The Disappearing Harness

Harnesses exist to direct dumb power. What happens when the power isn’t dumb?

Apr 16, 2026

a pair of horses on a dirt road — Photo by Jacek Ulinski on Unsplash

For most of recorded history, horses pulled loads with a strap around their necks. The throat-and-girth harness was simple: wrap a band around the horse’s chest and neck, attach it to whatever needed moving, and go. It had one significant problem. The harder the horse pulled, the more the strap pressed against its windpipe. The animal was literally choking itself to do its job.

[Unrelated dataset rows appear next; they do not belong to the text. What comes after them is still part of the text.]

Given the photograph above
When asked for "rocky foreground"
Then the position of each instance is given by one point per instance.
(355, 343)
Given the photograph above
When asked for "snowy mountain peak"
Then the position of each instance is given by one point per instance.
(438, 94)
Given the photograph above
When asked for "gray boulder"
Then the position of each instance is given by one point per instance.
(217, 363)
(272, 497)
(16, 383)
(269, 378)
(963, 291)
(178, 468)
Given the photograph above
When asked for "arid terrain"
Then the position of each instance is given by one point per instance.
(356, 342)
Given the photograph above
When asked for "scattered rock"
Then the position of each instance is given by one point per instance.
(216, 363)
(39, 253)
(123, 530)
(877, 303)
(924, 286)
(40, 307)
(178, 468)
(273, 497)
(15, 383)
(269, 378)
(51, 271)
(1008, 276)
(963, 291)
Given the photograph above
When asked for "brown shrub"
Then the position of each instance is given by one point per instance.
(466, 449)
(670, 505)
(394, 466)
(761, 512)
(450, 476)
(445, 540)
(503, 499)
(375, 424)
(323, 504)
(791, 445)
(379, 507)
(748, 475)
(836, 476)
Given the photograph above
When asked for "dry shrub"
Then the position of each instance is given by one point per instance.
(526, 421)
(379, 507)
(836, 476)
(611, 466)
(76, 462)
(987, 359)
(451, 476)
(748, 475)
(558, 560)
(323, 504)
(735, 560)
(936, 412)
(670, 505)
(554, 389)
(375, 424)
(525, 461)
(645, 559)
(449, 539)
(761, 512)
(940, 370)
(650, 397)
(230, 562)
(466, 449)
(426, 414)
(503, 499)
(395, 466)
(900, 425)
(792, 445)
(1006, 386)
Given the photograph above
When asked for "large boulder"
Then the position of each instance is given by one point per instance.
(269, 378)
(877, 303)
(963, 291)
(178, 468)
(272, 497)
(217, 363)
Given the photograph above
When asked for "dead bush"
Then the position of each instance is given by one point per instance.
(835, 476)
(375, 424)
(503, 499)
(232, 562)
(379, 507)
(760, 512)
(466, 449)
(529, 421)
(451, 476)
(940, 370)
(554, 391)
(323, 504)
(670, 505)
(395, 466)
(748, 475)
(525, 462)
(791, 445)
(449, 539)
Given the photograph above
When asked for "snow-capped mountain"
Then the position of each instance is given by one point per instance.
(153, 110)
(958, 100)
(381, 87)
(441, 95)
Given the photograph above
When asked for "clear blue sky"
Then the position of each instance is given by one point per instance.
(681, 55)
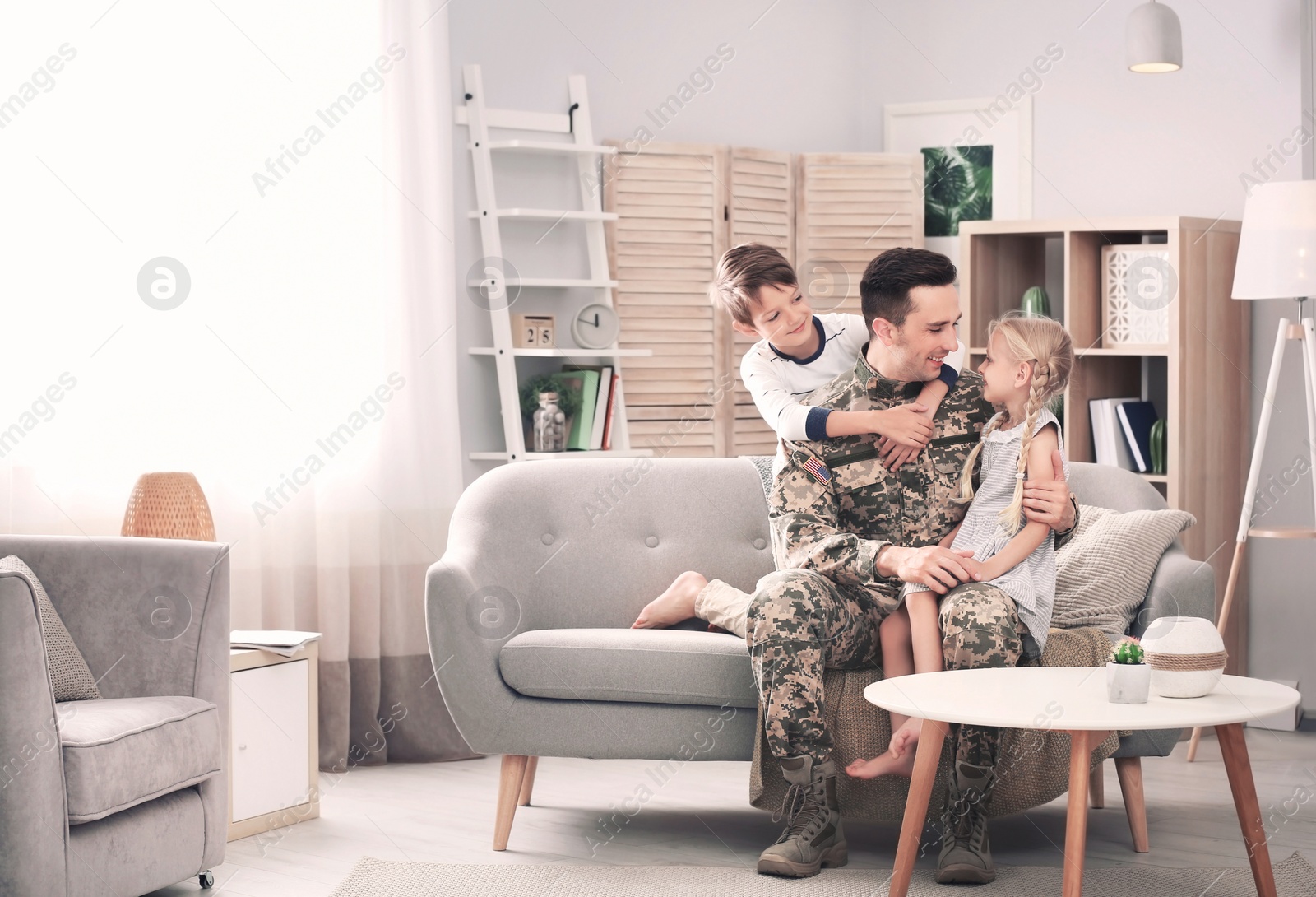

Around 100 BC, someone in China figured out the rigid horse collar — a padded frame that shifted the load from the horse’s throat to its shoulders. The same horse could now pull with roughly five times the force without suffocating. The collar didn’t make the horse stronger. It just stopped fighting the horse’s own anatomy.

What followed was a pattern that held for two thousand years: as the power source grew, so did the harness. Steam engines needed boilers, flywheels, and governor mechanisms. When Gottlieb Daimler bolted an internal combustion engine onto a wooden stagecoach in the 1880s, the frame nearly shook itself apart — the chassis wasn’t built to absorb that kind of torque. Karl Benz figured out that the engine and the frame had to be designed together: steel tubing, suspension, a structure that could contain controlled explosions and turn them into forward motion. By the 1920s, cars needed wiring harnesses just to manage the complexity of lights, starters, and gauges. More power demanded more infrastructure.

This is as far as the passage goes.